Crossing the border into Botswana a few days ago, the kids whooped with delight - vast landscapes, the warmth of the Setswana people, living simply out of our vehicle and the thrill of adventure all lay ahead of us. As always we had made careful plans but always with room for a meander or two. Our first nights were spent somewhere new to us, but one we already hope to return to - the Goo-Moremi Gorge in the Tswapong Hills. Our campsite was pristine and perfectly simple, with a solar heated shower - a luxury we didn't take for granted, knowing what lay ahead of us.
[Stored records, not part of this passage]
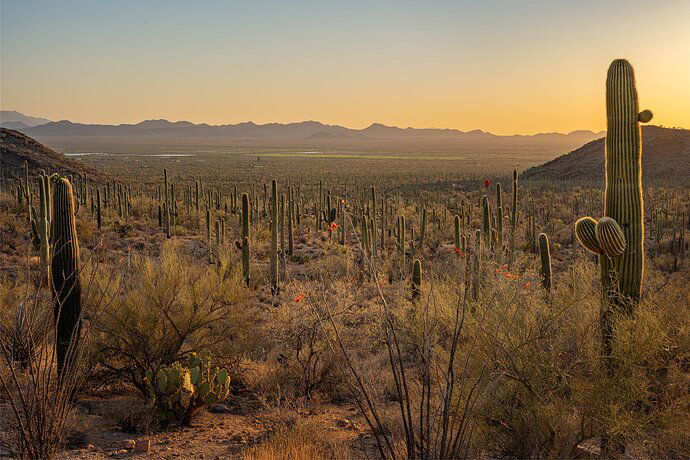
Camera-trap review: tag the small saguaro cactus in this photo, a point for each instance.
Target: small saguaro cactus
(244, 245)
(40, 222)
(422, 229)
(513, 217)
(486, 221)
(416, 279)
(545, 255)
(98, 208)
(273, 257)
(65, 272)
(167, 204)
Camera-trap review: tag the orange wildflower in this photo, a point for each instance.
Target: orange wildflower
(458, 251)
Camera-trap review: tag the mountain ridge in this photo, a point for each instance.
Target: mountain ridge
(15, 148)
(665, 158)
(10, 118)
(295, 130)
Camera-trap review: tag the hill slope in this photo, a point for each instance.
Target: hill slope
(665, 158)
(13, 120)
(15, 148)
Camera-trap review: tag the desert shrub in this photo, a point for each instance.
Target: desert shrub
(38, 397)
(165, 310)
(552, 392)
(301, 362)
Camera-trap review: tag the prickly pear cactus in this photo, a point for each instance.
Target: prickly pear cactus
(178, 392)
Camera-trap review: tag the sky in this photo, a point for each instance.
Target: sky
(506, 67)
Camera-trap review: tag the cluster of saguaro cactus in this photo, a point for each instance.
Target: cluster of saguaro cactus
(65, 274)
(513, 217)
(179, 391)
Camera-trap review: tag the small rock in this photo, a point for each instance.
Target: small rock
(129, 443)
(219, 409)
(143, 445)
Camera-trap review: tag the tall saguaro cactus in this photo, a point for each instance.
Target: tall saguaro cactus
(65, 271)
(245, 238)
(618, 237)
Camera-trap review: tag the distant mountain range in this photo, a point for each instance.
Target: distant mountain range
(665, 159)
(306, 130)
(12, 119)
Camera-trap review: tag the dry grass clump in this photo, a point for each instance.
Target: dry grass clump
(301, 440)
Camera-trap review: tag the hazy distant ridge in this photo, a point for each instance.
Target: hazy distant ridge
(301, 130)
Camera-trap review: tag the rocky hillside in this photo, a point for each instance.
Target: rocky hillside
(15, 148)
(665, 158)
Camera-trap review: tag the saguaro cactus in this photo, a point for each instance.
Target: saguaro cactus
(416, 279)
(618, 238)
(273, 263)
(545, 255)
(65, 271)
(245, 238)
(167, 204)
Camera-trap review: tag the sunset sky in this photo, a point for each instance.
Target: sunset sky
(501, 66)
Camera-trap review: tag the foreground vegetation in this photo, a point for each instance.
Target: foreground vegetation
(457, 317)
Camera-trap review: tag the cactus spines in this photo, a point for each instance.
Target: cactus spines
(585, 231)
(245, 238)
(513, 216)
(273, 262)
(545, 255)
(610, 237)
(416, 279)
(623, 196)
(167, 204)
(98, 208)
(645, 116)
(422, 228)
(65, 272)
(208, 226)
(42, 222)
(486, 221)
(178, 392)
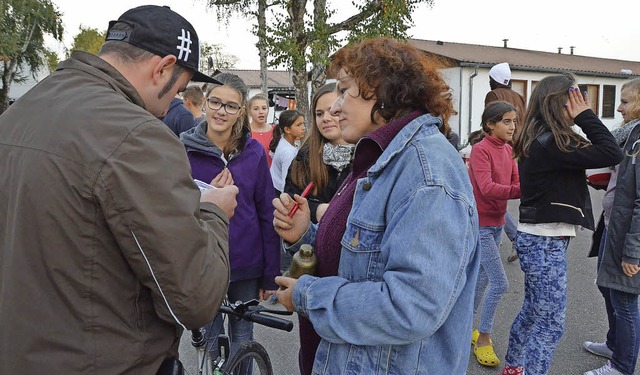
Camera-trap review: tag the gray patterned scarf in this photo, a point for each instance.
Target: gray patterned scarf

A huge tree stood at the center of our site, it's branches a canopy over us.


The Tswapong Hills are spiritually significant to the local community and have been so more as long as people have lived here due to springs that provide year round streams, waterfalls and deep, dark pools. The hills are also one of the few breeding site of the endangered Cape Vulture. A walk up the in to gorge was one of cool, green contrast to the otherwise dusty sun baked surroundings. A black and white patterned Monitor Lizard slipped away across a stream shortly after we spotted him and we watched Cape Vultutes circling high above us, before swooping through the gorge, close enough for us to see them clearly without binoculars. There was no one other than us and our guide. He moved with the languid pace of someone who knows to slow down on a hot day, pointing out trees, leaves and birds, with references to conservation, traditional medicine and magic all woven together.


Our next stop was a place that two years ago had left us needing to know better. Lekhubu Island once looked out over a vast lake, now it is perched above a vast salt pan. It is a place of magic, with a long history of inhabitatian and ritual. It is still used by local communities for supplication to rain gods and then there are the travelers like ourselves in constant pilgrimage to this vastly beautiful place. It is an outcropping of rocks in a salt pan, covered with ancient Baobab trees, cairns, stone walls and otherartifacts of ancient inhabitatian. The road there was long and hard-driving on a day of shimmering heat. We finally found ourselves driving across a dreamscape of salt pan, with Kubu Island rising above it in the far distance. We got there in time to make a cup of tea in the shade of the Baobab at the center of our campsite before walking out on to the pan to watch the sun set and dusk's gentle light envelope us. As the sun dropped low, the day's brutal heat lifted and the kids ran as far and fast as they could in every direction, while land and sky turned in to mirrors of each other. 



We took a family selfie to capture the exuberance that this beautiful and hard to get to place had rendered in us. Then we walked back to camp where another one of Africa's mighty giants was sheltering us for the night.